Introduction
The Barcamp ‘Open Science’ took place on 12 March 2018 in the rooms of the Wikimedia Deutschland, Tempelhofer Ufer 23-24, 10963 Berlin. The event is organised by the Leibnitz Research Allience Science 2.0.
Central aim of the Barcamp is to build a network between people working in the field of Open Science. Opposed to a Conference, the Barcamp concept follows a bottom-up approach.
Among the participants were researchers, software developers, librarians, e.g. from
- Bielefeld GitLab
- Leibniz Institute for Astrophysics Potsdam (AIP)
- Open Science Radio
- Max Planck Institute for Human Development
- Naturkundemuseum Berlin
In the introduction round they named e.g. the following topics:
- Metadata
- Open Knowledge Maps
- Open Methods
- Open Research Data Quality
- Research Data Management
- Training Open Science
- Transparency
- Workflows
The Barcamp started with a session planning where topics for sessions of 45 minutes duration were proposed.
Content
- Ignition Talk by Lambert Heller
- Session: What kind of tools should we use?
- Session: How do we motivate / reward doing Open Science?
- Session: Software citation
- Session: Valid reasons for opting out of open science
- Session: CC0/PD vs. (CC)Licences for Open Science
- Session: Pain Points in Open Science
- Session: Research software publishing/repositories
- Session: Metadata / Codebooks
- Session: Open Knowledge Maps
- Session: Doing research outside academia / Citizen Science
- OK-Lab Berlin: Presentation
Ignition Talk by Lambert Heller
Elsevier suggestion add geoblocking to open access
Lessons-learnt: platforms require trust, but often exploit it!
2001: BitTorrent.
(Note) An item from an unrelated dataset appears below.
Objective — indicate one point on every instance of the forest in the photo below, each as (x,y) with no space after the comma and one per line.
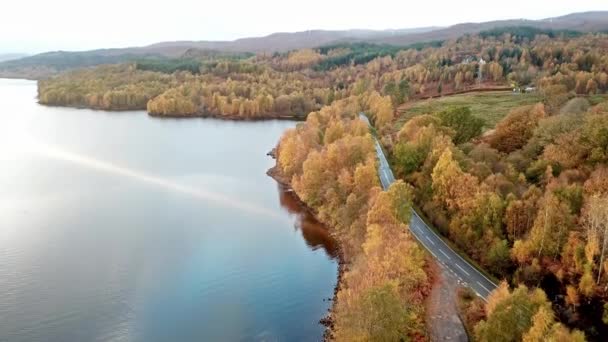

It turned the Client-Server approach of the internet upside-down
2013: Decentralised web movement (DAT). The “Dat Project” (A distributed data community) started on github.
We have a “trusted platforms” problem in science
Multiple tools are needed
The GHTorrentProject, Debian CD images with BitTorrent
Why move schoolary publishing to peer-to-peer (P2P) networks?
In order to get their research done, researchers should be able to get hold of lots of data without additional effort. It is up to the research infrastructure.
We owe it to the scholarly work incorporated in that data
Replacing privileged access with permissionless innovation levels the playing field for business model innovations.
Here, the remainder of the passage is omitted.